Some Rain Must Fall ★
China, US, France, Singapore / 2024 / 98 min
Director:QIU Yang
40-year-old housewife Cai lost her aim of life and stands on the edge of a mental breakdown. In the beginning of the film, she inadvertently injures an elderly woman and is asked for compensation by the woman's family after she is hospitalized. From this event we start to see her circumstances - Cai is in the middle of divorcing her husband, and has a deep rift with her rebellious daughter. Her mother-in-law who cohabits with her, seems to suffer from dementia and her long estranged father is on his deathbed. She is floundering from the weight of the burden and depression. The film effectively tells Cai’s midlife crisis situation and the dysfunction of a middle class Chinese family in a suffocating 4:3 framing and beautifully melancholy imagery by cinematographer Constanze Schmitt. The star Yu Aier’s performance in her debut film is also fantastic. Winner of the Cannes Film Festival Short film programme Palme d’Or, Qiu Yang’s debut feature follows critical acclaim on a series of short films, including “A Gentle Night” (2017), which won the Palme d'Or for Best Short Film at the Cannes Film Festival. The film premiered at the Berlin International Film Festival Encounters section.

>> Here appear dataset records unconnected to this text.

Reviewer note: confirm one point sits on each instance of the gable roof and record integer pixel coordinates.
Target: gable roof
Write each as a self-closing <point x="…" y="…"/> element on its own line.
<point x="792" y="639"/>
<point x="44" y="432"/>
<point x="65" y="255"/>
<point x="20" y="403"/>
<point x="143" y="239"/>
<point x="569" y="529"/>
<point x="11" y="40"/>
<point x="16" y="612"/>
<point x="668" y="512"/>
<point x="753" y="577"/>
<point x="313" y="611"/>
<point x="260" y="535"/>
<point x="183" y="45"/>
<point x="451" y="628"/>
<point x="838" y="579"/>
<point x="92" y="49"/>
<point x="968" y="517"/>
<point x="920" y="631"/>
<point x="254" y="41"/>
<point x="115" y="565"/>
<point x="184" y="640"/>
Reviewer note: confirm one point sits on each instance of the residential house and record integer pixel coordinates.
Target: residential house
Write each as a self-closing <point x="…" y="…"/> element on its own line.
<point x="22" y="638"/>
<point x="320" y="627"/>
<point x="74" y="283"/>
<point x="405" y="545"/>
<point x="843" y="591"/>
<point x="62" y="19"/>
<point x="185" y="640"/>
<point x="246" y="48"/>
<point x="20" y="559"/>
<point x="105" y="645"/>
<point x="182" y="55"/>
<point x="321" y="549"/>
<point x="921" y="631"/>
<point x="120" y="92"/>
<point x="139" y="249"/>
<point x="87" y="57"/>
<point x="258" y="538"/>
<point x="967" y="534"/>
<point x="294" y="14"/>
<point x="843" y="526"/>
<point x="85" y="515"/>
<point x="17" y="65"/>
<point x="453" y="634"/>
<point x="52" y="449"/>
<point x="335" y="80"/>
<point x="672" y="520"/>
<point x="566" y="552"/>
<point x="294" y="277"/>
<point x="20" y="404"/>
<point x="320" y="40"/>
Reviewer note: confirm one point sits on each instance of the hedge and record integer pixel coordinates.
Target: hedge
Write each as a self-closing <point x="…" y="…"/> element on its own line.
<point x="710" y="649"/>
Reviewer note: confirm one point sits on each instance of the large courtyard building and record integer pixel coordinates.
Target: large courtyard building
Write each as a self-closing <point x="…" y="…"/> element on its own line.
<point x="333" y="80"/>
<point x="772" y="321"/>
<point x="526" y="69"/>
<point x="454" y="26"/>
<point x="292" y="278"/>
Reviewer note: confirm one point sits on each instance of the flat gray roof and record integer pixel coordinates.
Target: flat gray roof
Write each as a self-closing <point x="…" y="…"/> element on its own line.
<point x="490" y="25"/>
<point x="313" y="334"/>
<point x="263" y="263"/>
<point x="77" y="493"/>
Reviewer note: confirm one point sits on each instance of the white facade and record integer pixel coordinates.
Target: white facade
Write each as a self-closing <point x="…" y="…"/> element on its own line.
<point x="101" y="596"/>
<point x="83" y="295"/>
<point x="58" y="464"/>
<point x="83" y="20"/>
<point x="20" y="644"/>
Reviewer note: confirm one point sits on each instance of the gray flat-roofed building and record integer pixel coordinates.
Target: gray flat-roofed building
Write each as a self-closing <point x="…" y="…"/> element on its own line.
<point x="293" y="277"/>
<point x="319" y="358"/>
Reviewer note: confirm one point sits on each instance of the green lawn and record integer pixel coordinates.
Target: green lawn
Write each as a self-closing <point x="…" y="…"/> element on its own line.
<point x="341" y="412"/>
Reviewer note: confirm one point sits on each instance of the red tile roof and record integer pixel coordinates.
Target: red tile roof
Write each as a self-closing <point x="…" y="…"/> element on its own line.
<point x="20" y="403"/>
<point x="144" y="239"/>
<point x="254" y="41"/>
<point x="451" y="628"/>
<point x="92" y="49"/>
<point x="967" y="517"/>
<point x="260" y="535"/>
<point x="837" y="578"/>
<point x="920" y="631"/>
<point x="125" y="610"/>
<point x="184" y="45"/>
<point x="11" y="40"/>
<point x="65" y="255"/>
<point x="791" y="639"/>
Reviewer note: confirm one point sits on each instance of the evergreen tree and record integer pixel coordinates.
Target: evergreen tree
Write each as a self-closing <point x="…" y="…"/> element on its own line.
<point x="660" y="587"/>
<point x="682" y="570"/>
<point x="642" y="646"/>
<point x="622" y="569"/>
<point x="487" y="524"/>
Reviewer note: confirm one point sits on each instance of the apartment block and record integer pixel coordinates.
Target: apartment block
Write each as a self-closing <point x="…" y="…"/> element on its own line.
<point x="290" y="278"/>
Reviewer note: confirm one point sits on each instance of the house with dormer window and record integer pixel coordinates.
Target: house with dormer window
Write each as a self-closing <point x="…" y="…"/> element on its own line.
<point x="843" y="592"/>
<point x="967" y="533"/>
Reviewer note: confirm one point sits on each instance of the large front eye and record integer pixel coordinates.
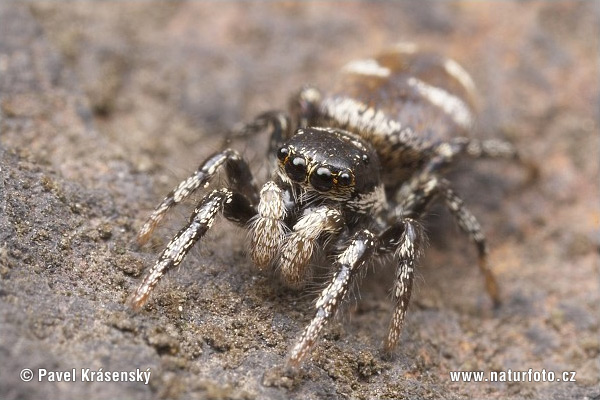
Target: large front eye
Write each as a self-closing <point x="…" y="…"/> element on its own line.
<point x="345" y="178"/>
<point x="322" y="179"/>
<point x="296" y="169"/>
<point x="283" y="153"/>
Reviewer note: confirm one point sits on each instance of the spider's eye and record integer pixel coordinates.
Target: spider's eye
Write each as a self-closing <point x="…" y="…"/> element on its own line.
<point x="283" y="153"/>
<point x="321" y="179"/>
<point x="345" y="178"/>
<point x="296" y="169"/>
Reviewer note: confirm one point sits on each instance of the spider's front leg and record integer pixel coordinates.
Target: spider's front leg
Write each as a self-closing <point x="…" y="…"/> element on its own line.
<point x="404" y="239"/>
<point x="238" y="174"/>
<point x="352" y="260"/>
<point x="234" y="206"/>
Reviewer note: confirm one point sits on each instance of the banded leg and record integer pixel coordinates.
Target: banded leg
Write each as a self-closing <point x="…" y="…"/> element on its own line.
<point x="351" y="261"/>
<point x="469" y="224"/>
<point x="238" y="174"/>
<point x="404" y="239"/>
<point x="299" y="246"/>
<point x="234" y="206"/>
<point x="420" y="192"/>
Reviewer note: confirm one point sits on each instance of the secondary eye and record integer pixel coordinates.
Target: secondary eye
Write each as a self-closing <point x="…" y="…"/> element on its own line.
<point x="345" y="178"/>
<point x="283" y="153"/>
<point x="322" y="179"/>
<point x="296" y="169"/>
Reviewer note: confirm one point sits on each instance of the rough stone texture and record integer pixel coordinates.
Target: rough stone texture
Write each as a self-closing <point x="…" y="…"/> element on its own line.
<point x="105" y="107"/>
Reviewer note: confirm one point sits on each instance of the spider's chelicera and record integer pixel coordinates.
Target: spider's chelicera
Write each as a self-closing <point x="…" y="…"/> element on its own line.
<point x="354" y="171"/>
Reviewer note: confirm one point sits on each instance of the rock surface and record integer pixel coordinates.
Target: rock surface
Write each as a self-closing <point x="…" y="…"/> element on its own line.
<point x="105" y="107"/>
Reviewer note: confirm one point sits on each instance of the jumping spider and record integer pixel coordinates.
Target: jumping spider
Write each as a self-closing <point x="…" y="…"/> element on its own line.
<point x="354" y="172"/>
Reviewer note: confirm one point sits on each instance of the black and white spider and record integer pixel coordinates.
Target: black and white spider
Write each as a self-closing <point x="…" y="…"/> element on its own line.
<point x="354" y="172"/>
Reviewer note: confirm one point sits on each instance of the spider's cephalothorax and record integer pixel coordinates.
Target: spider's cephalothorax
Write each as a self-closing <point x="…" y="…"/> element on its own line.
<point x="354" y="171"/>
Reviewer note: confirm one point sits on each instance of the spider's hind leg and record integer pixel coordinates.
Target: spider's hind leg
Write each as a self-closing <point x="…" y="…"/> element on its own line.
<point x="234" y="206"/>
<point x="416" y="195"/>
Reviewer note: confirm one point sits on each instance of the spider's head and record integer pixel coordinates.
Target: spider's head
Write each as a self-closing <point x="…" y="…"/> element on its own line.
<point x="330" y="161"/>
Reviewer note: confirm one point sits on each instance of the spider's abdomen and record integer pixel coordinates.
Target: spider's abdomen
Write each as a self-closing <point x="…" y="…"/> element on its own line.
<point x="402" y="97"/>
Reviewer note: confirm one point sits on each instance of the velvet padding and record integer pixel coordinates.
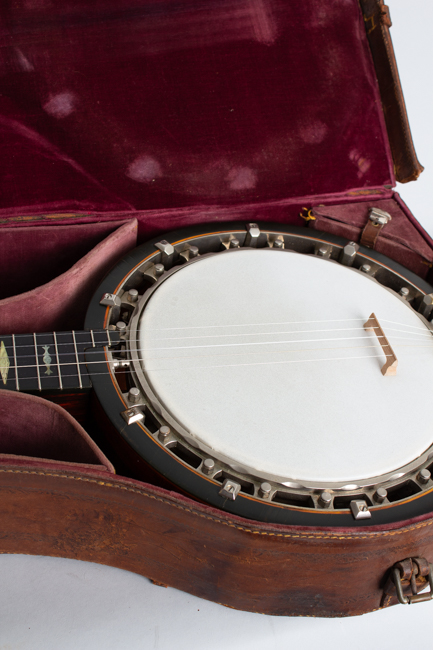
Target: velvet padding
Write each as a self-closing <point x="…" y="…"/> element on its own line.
<point x="62" y="303"/>
<point x="32" y="429"/>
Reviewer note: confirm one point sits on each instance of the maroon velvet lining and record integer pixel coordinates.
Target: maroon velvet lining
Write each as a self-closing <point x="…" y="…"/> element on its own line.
<point x="63" y="302"/>
<point x="31" y="426"/>
<point x="169" y="104"/>
<point x="399" y="239"/>
<point x="33" y="256"/>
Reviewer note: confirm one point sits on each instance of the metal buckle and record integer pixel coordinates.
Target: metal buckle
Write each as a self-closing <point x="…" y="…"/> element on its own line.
<point x="416" y="597"/>
<point x="379" y="217"/>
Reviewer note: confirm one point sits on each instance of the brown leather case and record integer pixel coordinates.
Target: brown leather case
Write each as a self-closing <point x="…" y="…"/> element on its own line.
<point x="71" y="504"/>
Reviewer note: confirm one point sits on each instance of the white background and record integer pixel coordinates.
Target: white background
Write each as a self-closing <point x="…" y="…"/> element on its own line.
<point x="56" y="604"/>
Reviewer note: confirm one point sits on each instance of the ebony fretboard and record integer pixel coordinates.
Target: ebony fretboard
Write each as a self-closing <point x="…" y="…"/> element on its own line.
<point x="48" y="361"/>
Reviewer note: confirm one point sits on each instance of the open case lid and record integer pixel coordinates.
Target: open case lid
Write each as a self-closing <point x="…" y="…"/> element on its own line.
<point x="110" y="106"/>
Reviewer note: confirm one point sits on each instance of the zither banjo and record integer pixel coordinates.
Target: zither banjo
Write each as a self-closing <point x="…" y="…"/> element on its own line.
<point x="275" y="374"/>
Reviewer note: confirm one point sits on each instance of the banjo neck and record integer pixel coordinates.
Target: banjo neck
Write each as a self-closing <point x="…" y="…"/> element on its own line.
<point x="50" y="361"/>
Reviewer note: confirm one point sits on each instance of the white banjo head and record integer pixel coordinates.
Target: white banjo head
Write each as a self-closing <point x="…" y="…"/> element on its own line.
<point x="261" y="358"/>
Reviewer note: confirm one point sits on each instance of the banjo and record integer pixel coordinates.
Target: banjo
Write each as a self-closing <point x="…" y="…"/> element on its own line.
<point x="275" y="374"/>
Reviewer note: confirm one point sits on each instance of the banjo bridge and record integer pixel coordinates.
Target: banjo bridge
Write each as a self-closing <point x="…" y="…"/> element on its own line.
<point x="390" y="366"/>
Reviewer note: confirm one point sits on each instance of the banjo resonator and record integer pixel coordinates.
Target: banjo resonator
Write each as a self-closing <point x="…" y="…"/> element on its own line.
<point x="248" y="372"/>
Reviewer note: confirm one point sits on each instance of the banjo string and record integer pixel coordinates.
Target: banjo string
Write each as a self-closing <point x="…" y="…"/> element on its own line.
<point x="353" y="347"/>
<point x="235" y="365"/>
<point x="90" y="351"/>
<point x="415" y="334"/>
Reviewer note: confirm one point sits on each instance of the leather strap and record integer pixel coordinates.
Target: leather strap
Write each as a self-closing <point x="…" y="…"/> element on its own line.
<point x="377" y="23"/>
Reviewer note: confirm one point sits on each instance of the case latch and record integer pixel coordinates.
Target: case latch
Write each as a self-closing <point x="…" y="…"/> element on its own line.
<point x="411" y="576"/>
<point x="377" y="219"/>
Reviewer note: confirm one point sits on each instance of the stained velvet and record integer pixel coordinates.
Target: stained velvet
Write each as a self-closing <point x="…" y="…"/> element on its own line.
<point x="33" y="427"/>
<point x="168" y="104"/>
<point x="62" y="303"/>
<point x="33" y="256"/>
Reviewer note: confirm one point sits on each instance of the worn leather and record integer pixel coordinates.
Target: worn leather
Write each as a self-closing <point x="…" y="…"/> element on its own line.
<point x="173" y="540"/>
<point x="378" y="22"/>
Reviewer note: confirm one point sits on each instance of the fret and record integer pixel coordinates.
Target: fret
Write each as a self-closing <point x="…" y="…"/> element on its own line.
<point x="71" y="346"/>
<point x="8" y="376"/>
<point x="57" y="358"/>
<point x="26" y="363"/>
<point x="37" y="364"/>
<point x="51" y="360"/>
<point x="77" y="359"/>
<point x="17" y="383"/>
<point x="47" y="360"/>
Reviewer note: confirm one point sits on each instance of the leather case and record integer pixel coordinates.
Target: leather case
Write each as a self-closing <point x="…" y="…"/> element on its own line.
<point x="123" y="121"/>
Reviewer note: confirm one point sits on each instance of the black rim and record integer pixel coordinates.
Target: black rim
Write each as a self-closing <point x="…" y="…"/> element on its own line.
<point x="193" y="482"/>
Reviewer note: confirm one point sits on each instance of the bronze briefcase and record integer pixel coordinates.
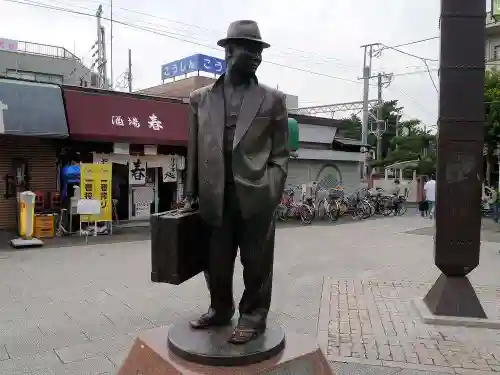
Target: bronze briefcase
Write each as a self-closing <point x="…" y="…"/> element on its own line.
<point x="179" y="246"/>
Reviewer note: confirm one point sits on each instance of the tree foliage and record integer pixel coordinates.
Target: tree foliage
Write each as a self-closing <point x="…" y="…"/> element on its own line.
<point x="492" y="118"/>
<point x="412" y="142"/>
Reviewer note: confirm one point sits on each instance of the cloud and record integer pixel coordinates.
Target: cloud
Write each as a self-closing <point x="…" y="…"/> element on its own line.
<point x="320" y="36"/>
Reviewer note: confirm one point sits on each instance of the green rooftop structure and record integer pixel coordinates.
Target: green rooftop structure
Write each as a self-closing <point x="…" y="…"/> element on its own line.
<point x="293" y="134"/>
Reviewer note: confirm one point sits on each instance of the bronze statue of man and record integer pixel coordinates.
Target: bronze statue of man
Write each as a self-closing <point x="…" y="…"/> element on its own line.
<point x="237" y="167"/>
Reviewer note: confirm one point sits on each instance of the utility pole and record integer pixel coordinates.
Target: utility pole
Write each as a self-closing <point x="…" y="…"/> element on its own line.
<point x="129" y="75"/>
<point x="111" y="43"/>
<point x="367" y="70"/>
<point x="104" y="60"/>
<point x="380" y="122"/>
<point x="99" y="48"/>
<point x="367" y="58"/>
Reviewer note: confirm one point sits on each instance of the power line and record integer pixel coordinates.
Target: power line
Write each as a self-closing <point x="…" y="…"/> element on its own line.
<point x="175" y="37"/>
<point x="305" y="54"/>
<point x="413" y="42"/>
<point x="169" y="35"/>
<point x="406" y="53"/>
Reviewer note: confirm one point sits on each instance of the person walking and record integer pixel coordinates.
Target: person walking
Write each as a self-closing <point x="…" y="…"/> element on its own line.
<point x="430" y="195"/>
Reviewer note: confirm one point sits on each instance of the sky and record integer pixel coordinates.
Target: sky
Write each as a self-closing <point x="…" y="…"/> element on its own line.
<point x="319" y="42"/>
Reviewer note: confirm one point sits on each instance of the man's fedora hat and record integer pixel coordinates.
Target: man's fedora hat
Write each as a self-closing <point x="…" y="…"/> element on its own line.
<point x="243" y="30"/>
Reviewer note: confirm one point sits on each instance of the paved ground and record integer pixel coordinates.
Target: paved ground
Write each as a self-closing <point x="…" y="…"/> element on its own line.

Brief History of a Family ★
China, France, Denmark, Qatar / 2024 / 99 min
Director:LIN Jianjie
While doing pullups on the high school field, Shuo gets hit by a basketball thrown by his schoolmate Wei, slips off the bar, and injures his foot. Feeling guilty, Wei invites Shuo to his house to play video games. During dinner with Wei’s parents, Shuo reveals that he lost his mother and hints at the abuse he suffered from his alcoholic father. This was Shuo's first clever step to gain their sympathy. Gradually, Shuo spends more time at Wei's luxurious apartment, steadily winning the parents’ trust… With his masterful narrative precision, Lin Jianjie examines the shifting dynamics within a middle-class family infiltrated by a discreet intruder. Like a perfect piece of sculpture, every element of each frame is kept under tight control, while maintaining a clever and puzzling ambiguity, and his ability to sustain the tension of a thriller is nothing short of masterful. The film premiered at the Sundance Film Festival and was subsequently screened at the Berlin International Film Festival.
Winter in Sokcho ★
France, Korea / 2024 / 104 min
Director:Koya KAMURA
Soo-Ha works at a small guesthouse in a seaside town of Sokcho, the northeastern part of South Korea. She returned to her hometown a few months ago from Seoul while intermittently cohabiting with her boyfriend Jun-Ho, who wants to become a model in Seoul. But her carefully constructed routine is disrupted by the arrival of Yan Kerrand, a semi-famous French artist, played by Roschdy Zem. Having been abandoned by her French father before his death, Soo-Ha's encounter with Kerrand reawakens her emotions and questions that have long been kept a lid on…Adapting a novel with the same title by Elisa Shua Dusapin, this film gives a sensitive and intimate look at a young woman's search for and acceptance of her identity. The abstract animation sequence by Agnès Patron effectively enhances the charm of Sokcho’s winter location. The first feature-length film by Japanese-French director Koya Kamura premiered at the Toronto International Film Festival Platform program, followed by a screening at the San Sebastiàn International Film Festival New Directors program.